We demonstrate that terahertz-driven four-wave mixing (FWM) at glass surfaces provides direct access to low-frequency vibrational modes and structural evolution in amorphous solids.
Applied to a compositional series of PbO-silicate glasses (20-54 mol% PbO), this technique resolves distinct contributions from collective Boson-peak excitations and Pb-O / Si-O network stretching modes, and tracks their systematic evolution across structurally distinct compositional regimes.

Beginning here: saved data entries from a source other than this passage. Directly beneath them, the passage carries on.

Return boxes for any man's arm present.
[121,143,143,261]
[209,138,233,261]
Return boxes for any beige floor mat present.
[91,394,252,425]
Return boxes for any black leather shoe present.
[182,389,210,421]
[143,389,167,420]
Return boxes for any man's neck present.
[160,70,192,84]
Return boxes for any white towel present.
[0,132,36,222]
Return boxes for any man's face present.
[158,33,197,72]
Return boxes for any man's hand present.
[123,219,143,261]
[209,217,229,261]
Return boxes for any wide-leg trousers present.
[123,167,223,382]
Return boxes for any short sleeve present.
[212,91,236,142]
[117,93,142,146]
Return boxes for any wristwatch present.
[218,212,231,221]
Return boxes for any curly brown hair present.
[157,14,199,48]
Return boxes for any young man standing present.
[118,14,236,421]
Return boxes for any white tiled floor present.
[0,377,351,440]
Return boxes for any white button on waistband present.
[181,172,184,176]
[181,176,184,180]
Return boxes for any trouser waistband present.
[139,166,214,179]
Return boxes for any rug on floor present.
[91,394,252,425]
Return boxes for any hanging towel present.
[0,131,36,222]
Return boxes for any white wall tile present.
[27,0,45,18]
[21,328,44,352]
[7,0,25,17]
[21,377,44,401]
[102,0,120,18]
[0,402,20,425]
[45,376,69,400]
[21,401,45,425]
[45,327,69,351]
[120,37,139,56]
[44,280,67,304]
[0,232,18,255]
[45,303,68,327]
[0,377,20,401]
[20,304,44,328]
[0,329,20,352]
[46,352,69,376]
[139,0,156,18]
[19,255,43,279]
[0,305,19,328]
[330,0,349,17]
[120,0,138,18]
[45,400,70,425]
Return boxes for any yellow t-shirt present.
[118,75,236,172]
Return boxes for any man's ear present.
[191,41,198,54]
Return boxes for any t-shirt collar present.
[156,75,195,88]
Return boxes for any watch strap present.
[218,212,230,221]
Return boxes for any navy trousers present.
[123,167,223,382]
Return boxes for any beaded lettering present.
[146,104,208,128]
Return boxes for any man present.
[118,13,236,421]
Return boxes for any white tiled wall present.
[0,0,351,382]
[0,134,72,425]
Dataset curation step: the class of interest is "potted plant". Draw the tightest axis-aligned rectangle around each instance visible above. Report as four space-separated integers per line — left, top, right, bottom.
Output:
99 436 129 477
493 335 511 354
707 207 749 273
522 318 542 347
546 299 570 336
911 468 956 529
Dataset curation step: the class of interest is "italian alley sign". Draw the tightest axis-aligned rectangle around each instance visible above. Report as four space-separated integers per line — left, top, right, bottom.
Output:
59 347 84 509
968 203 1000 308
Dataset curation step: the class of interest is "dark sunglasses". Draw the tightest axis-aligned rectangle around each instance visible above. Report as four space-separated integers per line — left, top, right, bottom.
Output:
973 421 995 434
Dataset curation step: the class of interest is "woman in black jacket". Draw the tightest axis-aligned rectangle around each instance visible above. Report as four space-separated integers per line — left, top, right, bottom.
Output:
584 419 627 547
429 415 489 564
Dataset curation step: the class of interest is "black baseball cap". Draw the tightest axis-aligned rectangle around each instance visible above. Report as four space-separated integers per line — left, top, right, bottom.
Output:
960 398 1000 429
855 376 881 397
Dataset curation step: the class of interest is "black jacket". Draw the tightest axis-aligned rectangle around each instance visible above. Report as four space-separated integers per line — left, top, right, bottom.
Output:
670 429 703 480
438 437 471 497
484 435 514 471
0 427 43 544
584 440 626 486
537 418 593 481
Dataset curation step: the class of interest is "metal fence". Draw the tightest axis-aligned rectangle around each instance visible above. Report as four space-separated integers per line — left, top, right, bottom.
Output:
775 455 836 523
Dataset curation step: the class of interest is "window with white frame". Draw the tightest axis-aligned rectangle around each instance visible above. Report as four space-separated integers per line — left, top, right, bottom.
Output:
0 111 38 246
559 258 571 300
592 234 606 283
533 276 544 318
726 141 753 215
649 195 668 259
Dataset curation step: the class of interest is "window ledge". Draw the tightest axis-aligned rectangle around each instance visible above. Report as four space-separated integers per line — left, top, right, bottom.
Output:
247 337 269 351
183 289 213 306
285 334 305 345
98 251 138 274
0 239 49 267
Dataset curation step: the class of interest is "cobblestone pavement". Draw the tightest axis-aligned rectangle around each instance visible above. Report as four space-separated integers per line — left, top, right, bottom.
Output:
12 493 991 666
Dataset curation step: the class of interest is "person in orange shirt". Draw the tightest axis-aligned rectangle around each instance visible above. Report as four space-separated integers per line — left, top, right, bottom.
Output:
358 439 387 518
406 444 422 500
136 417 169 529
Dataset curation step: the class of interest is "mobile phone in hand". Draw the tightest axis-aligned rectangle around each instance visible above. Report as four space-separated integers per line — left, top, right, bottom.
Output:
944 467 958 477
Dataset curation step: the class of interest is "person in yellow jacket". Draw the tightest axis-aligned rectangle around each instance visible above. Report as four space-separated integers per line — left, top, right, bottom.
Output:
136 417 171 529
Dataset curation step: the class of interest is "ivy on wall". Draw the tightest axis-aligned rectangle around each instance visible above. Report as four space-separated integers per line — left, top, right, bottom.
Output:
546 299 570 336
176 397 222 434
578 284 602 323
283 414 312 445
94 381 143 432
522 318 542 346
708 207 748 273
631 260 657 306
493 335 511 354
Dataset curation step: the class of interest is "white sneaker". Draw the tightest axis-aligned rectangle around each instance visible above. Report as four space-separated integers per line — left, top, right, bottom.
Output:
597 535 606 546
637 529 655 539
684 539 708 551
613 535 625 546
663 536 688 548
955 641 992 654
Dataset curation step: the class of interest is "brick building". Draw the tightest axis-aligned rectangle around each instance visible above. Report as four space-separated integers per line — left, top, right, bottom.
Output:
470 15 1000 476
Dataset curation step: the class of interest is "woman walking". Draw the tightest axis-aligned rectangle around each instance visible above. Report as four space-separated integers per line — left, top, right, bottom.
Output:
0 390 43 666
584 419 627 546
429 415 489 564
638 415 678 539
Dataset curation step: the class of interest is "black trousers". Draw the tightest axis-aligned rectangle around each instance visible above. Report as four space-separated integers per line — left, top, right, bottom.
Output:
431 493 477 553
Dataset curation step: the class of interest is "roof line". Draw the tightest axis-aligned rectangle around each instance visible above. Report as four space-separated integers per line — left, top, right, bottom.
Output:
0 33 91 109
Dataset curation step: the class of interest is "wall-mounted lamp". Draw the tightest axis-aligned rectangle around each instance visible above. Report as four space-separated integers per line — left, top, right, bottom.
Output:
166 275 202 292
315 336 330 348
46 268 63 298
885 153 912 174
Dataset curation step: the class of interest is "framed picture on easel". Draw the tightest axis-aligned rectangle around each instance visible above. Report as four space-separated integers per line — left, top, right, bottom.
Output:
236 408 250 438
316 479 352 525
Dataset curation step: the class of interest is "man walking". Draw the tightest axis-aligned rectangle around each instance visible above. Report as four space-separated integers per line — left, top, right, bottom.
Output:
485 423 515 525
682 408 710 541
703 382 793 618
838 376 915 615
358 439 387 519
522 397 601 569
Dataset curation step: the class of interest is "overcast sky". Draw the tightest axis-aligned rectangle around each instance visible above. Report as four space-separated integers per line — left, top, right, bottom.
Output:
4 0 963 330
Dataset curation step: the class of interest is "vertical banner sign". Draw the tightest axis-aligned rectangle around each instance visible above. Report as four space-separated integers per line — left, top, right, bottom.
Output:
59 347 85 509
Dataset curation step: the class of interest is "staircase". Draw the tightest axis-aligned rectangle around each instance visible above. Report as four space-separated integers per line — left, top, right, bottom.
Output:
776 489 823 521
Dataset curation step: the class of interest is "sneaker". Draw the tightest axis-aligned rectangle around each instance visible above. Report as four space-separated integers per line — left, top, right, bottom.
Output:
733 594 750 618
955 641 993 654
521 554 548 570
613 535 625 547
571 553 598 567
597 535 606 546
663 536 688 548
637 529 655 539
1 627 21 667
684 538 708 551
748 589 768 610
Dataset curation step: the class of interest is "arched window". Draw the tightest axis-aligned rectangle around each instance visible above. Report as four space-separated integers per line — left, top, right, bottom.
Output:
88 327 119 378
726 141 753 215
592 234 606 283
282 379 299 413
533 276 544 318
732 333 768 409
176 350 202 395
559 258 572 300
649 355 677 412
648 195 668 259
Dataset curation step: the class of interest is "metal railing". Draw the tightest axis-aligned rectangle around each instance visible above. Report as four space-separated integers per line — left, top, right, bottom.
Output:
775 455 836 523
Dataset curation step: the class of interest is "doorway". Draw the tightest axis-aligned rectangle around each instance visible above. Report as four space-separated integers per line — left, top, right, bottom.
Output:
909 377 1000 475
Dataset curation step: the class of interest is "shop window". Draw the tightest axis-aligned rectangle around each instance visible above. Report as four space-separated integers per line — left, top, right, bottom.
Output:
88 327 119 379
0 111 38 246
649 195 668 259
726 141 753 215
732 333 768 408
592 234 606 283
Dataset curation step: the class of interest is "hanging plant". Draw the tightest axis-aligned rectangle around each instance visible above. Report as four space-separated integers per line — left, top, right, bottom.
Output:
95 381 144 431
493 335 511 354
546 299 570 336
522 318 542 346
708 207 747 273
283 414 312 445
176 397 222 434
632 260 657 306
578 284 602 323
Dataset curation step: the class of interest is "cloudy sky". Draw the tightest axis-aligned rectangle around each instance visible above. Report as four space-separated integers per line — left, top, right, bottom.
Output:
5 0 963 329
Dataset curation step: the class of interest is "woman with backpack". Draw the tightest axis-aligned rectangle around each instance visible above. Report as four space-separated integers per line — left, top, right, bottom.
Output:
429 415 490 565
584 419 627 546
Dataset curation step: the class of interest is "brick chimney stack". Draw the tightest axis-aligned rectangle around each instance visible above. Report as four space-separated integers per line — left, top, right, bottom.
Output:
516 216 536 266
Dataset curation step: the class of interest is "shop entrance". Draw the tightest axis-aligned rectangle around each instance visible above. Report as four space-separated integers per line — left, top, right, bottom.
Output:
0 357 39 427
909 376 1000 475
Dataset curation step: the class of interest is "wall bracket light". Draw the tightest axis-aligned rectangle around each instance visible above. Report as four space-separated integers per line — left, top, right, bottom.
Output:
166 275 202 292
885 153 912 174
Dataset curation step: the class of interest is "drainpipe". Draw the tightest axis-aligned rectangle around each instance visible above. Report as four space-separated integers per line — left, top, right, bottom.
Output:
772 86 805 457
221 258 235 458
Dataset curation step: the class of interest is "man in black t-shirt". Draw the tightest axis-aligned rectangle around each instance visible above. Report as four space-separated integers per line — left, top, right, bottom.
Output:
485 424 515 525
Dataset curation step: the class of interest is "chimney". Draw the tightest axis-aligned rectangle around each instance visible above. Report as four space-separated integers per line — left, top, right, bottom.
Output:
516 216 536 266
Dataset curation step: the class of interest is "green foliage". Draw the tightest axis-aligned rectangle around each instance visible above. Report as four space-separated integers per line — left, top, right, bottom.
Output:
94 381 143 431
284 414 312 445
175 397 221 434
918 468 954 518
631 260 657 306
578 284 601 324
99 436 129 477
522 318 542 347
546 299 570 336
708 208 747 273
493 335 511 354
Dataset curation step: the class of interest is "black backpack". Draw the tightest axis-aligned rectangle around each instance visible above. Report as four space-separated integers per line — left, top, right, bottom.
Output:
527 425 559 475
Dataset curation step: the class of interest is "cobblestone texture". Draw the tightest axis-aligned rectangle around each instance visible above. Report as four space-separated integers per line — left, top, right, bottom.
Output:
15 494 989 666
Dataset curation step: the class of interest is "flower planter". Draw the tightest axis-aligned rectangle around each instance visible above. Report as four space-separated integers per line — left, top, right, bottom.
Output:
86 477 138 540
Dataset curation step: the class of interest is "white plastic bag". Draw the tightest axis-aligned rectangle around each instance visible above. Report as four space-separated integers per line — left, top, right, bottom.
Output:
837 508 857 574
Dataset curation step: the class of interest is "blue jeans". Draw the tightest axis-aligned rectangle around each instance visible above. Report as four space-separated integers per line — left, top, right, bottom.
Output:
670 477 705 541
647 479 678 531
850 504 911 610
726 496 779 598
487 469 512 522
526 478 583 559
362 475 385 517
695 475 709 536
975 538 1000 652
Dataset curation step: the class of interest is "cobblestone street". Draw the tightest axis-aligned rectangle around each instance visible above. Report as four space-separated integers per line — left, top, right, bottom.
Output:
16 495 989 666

The dominant vibrational frequency blueshifts with PbO content, reflecting the progressive evolution of the Pb$^{2+}$ network role from silicate-modifier to ward network-former.
A pronounced enhancement of the FWM signal near 44 mol% PbO coincides with the emergence of medium-range Pb-Pb correlations, while in-plane-to-out-of-plane FWM intensity ratio ($I_{\rm SS}/I_{\rm PS}$) tracks $\chi^{(3)}$ tensor anisotropy tied to Pb$^{2+}$ lone-pair spatial correlations.
The non-monotonic peak in both observables at 44 mol% PbO - a composition where NMR finds no change in local Pb-O coordination and Pb-O-Pb free-oxide linkages are negligible - provides direct evidence that a collective lone-pair reorganization occurs in the medium-range structure independently of nearest-neighbor bonding.
These results establish terahertz-driven FWM as a bulk-sensitive, near-surface depth-confined ($\sim$50 nm) nonlinear spectroscopy sensitive to vibrational and electronic structural fingerprints inaccessible to linear infrared, Raman, and terahertz time-domain probes.